I was very disappointed in the poor quality of the battery provided by iFixit. Replacement of the first battery went well, but the battery would not hold a charge properly and the phone would crash at 50% charge and would not restart unless plugged in and charged. I reported this and iFixit sent a free replacement battery. Unfortunately that repair did not go as well - I had a very difficult time removing the first iFixit battery. Once the repair was done my phones earpiece speaker and front (selfie) camera did not work (some cable damaged). At that point I have given up and replaced my phone with an SE. Bottom line: beware that the replacement batteries are NOT the same quality as the originals, and every time you dig into your phones innards you risk damage. Disappointed, and probably the last repair I will ever attempt.

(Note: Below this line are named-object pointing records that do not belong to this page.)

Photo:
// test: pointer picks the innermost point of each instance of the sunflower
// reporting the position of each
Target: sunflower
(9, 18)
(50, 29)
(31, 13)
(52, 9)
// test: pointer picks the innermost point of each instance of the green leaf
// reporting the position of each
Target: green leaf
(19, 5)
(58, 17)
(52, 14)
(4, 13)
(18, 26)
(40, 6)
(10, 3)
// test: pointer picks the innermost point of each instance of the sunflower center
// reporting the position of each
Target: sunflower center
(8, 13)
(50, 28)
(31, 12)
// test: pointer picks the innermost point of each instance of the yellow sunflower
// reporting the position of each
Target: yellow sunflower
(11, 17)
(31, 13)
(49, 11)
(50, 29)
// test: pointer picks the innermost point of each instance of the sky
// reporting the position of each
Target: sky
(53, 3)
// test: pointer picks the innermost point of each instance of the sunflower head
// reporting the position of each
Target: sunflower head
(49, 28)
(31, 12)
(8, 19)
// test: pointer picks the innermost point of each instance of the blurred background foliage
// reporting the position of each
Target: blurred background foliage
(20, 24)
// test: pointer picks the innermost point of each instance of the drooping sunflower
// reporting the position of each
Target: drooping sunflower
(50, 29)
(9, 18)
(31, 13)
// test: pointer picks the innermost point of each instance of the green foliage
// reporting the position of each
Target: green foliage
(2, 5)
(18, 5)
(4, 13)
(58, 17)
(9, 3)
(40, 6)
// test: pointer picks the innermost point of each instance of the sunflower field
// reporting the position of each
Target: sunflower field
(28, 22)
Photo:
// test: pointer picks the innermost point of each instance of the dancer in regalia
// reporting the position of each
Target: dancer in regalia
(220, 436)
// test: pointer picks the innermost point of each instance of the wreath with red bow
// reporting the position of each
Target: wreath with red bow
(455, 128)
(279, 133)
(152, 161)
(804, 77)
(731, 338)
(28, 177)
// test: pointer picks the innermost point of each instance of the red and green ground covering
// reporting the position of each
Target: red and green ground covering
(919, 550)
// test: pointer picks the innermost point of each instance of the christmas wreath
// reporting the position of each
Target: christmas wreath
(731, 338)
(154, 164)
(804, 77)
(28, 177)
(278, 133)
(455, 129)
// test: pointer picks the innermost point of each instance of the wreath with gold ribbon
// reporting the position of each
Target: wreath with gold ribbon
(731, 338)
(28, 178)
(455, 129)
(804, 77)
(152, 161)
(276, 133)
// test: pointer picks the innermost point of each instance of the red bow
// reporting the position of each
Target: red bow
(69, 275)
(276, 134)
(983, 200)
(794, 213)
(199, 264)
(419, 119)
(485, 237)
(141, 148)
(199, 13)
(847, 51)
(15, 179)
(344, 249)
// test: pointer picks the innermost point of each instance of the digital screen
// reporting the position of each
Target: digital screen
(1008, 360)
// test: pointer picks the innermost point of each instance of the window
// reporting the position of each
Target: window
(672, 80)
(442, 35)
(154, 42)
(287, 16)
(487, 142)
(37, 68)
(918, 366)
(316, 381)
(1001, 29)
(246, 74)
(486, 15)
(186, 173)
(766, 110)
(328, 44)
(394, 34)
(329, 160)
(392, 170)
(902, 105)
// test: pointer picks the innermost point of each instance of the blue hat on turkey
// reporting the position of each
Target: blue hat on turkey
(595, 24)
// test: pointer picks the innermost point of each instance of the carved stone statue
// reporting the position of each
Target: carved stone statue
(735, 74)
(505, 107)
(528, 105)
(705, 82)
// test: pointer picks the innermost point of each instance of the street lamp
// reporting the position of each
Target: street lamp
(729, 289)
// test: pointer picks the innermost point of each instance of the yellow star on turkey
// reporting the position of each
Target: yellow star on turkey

Michael Wuenscher - Réponse

Thanks for the good discription. I have changed the Akku from my iPphone 6+ and the 6 from my brother, but now is my question how we can reset the batterie in iOS, because we can’t see the max. capacity of our Akku.

Before the update iOS 11.3 is available, I used an app to check the capacity and the apps works great before and after changed of my akku. I used an alternative Akku in my phone and an original Akku in the phone from my brother and we have the same problem.

Do you can help me?

Joel Münzer - Réponse

Mükemmel bir sunum, mükemmel bir anlatım…

Bu site işini gerçekten süper yapıyor Türkiye den sizi ilgi ve hayranlıkla takip ediyoruz…

Teşekkürler İfixit.com

Cep Market - Réponse

Make a loop of masking tape before you begin. Use it to sick each screw down as pictured with the cover plate. If you mix up the screws you’ll neec a micrometer to measure each one. :)

Ethan Briggs - Réponse

I just did it, and the phone is not turning on. HELP!

It is charging, and I feel heat under the hood, but nothing on the display

DochMcCrum10 - Réponse

Does the new battery last longer or is it worse?

A.G.L - Réponse

So everything seems to back back to normal. But now my rear camera doesnt seem to work. The camera that is facing you(on the side with the screen is the one that doesnt work. But the main back camera with the flash and the logo on it does work. What went wrong? also with the straps on the connectors near the top, one of them seems to be tearing, not the connector itself just like the little film like holding, its not completely broken off but it has small tear, that should be fine(is this part replaceable?)

Chun Tao Lin - Réponse

I am 60yrs old and the screws are very small but I completed this task in under a hour, I broke one adhesive tab 4 or5 times.

Thank you for the great tutorial! i am calibrating the battery now!

However my screen has a light shadow on the top right hand corner 1/4 of the way down by 1/2 in wide , every function appears to work.

Any ideas to fix screen?

tomashadu - Réponse

after changing battery my battery health still says service

dmull2911 - Réponse

Guys watch out ! When you try to remove the battery because the strips ripped dont use the housing as a lever because it will bend and then the display doesnt fit well anymore. I did so and it took me a while to figure out why the screen doesnt fit and also to bend it back. But nevertheless- very good instruction!

hoaaaast - Réponse

The video makes it simpler than it is. First off after opening up the phone, the next step on the video is to pull the plastic ties that glue the battery. It is not the case because the top part of the phone is still connected to the rest of the phone

The steps say to detach it from the phone itself, then remove other parts before actually trying to remove the battery

As for the steps, they should mention the adhesive tabs are solidly glued on the iniiermost side of the battery and they just don’t pull away. Mines broke and I had no other way to proceed but to take it to a shop

Neither the video, nor the instructions pass muster, and the difficulty should not be moderate. It’s more than that

TAHIR FAYE - Réponse

Be careful when dislodging the screen to not crack the glass. I had a glass screen protector on it and I believe it caused my screen to digitizer glass to shatter when I pried the screen off as described in the directions. This was my third battery replacement and the first time the screen cracked.